As palavras voavam, pássaros livres,
Cruzando distâncias, unindo destinos,
E nos versos, éramos tão pequeninos,
Mas grandes no afeto que nos transcrevias.
Vinte anos se passaram, e enfim te vi,
Num encontro que o tempo não apaga,
Teu olhar, tua voz, tua aura magra,
Era como se o mundo ali sorrisse por mim.

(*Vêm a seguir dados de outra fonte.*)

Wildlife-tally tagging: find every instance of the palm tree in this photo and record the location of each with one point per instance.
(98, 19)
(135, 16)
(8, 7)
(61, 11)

Mas a vida, caprichosa, nos separou de novo,
E agora estamos longe, como outrora,
Porém, nas cartas que ainda me devora,
Teu nome é o verso mais puro, mais novo.
Trinta anos de letras, dez de memórias,
E a distância, que insiste em nos partir,
Não apaga o amor que há de existir,
Nas cartas que guardam nossas histórias.
Escrevo-te agora, como antes fiz,
Com a certeza de que, em algum lugar,
Nosso amor, feito tinta a escorrer,
Vence o tempo, a distância, e segue feliz.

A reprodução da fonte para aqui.